The Texas Republicans pretend to be unconcerned, but there is evidence to the contrary. Today, within one hour after her official announcement, the state party was up with a website TheRealWendy.com complaining that Wendy was anti-gun and pro-choice. (Well, duh. Isn’t that what this election is about?)

That’s all you need to know about how they really feel about the candidacy of Senator Wendy Davis.

The Republicans can tweet and retweet all the insults they want. The website they had ready and waiting proves they take Senator Davis seriously. Though they haven’t the manners to show it, they respect Wendy Davis. I would go as far as to say they fear her. At least four clinics have closed since her history making filibuster. They know if she can liberate Texas women from Texas “man-splaining” Wendy Davis could be governor.

M. E. Williams at Salon has a good explanation about how bogus this attack is.

And that quote that late term abortion is “sacred ground”? What Davis said during an August luncheon: “I will seek common ground because we all must. But sometimes you have to take a stand on sacred ground. Liberty: the freedom to choose what your future will hold.” She didn’t call abortion sacred, you illiterate numbskulls, she called liberty sacred.

But the best response is being worn by those two guys in the top photo, slightly to the right of center.  These guys.

That right there is pretty much the key to a Democratic victory in November 2014: White dudes, slightly right of center.  And their moms and aunts and sisters and every woman they are friends with, and all the other women they know.

Update:
You'll hear a lot about the growing Hispanic vote and how it may become the catalyst for a "blue" Texas. But what makes Texas harder today for Democrats than some other high-growth, demographically changing states in the west and south is that Democrats in Texas get a very, very low share of the white vote -- so low that minority voters and Hispanic voters cannot yet make up the difference.
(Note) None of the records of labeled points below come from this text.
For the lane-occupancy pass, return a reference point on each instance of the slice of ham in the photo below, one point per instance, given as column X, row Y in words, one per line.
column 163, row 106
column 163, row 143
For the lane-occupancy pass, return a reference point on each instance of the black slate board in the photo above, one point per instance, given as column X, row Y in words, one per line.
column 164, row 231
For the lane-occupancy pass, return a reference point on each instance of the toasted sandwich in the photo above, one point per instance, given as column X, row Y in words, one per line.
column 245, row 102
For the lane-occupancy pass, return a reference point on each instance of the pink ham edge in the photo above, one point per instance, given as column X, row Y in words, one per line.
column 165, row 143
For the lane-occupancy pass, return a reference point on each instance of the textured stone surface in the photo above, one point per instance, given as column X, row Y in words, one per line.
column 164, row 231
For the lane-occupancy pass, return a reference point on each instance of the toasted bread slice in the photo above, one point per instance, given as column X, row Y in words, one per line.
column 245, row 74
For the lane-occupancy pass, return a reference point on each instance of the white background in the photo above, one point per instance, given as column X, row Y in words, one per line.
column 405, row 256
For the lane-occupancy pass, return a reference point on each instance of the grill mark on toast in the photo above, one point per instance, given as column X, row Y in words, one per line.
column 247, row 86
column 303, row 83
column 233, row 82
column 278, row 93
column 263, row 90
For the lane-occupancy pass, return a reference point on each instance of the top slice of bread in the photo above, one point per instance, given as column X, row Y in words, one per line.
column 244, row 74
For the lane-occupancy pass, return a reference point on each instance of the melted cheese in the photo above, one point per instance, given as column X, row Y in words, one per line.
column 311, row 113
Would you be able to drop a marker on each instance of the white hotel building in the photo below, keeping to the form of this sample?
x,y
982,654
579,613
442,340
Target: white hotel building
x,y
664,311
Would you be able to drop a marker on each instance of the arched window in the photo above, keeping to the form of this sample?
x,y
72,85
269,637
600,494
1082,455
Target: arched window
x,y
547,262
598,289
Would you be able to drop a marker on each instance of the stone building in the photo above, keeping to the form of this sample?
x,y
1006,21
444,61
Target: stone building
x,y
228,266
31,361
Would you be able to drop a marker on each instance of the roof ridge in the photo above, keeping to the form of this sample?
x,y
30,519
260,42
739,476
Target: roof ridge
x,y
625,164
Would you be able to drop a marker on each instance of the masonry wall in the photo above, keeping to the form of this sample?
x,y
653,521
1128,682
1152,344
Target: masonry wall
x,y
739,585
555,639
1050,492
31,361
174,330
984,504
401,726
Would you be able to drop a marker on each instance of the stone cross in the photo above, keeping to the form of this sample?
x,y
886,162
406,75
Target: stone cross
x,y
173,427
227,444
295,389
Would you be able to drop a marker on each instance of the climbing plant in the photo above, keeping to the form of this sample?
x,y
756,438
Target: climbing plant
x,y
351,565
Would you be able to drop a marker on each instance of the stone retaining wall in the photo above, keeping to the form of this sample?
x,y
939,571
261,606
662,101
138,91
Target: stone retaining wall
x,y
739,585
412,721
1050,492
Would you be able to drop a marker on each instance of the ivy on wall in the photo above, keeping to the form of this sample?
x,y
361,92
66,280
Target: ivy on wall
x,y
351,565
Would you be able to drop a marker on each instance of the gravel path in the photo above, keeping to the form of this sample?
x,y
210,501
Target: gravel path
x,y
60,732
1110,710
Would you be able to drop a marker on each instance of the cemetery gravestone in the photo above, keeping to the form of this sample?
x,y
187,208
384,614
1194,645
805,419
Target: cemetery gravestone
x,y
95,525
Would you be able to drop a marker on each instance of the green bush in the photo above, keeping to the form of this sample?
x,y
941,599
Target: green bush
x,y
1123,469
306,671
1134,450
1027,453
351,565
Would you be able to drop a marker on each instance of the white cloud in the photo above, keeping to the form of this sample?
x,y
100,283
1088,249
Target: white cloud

For instance: in the last midterm cycle of 2010, Texas' white voters gave the Democratic gubernatorial candidate just 29 percent of their votes. At the same time, Colorado's Democratic candidate got 47 percent of whites -- and then the Hispanic vote put him over the top. In Florida, even in losing, the Democratic candidate got 41 percent of whites. For Democrats and the white vote in states like this, it's not about winning, it's about not losing by too much. (On the presidential level, Barack Obama had gotten 26 percent of Texas' white vote in 2008. That same year, he got 39 percent of it in Virginia, which he won, just to offer an example.)

If we look deeper into that Texas white vote, we see a lot of conservatives -- and it isn't clear Davis is poised to run on an appeal to conservatives, given her history. Most Texas voters (51 percent) were conservative in the last midterm -- yes, that's most voters, not just most Republicans. Even 20 percent of Texas Democrats in 2010 called themselves conservative, a relatively high percent compared to Democrats in blue states. Davis may look to appeal to women voters on women's issues, and that may well be effective. But in Texas, a lot of women independents are conservative, too: 40 percent, more than three times the number who called themselves liberal.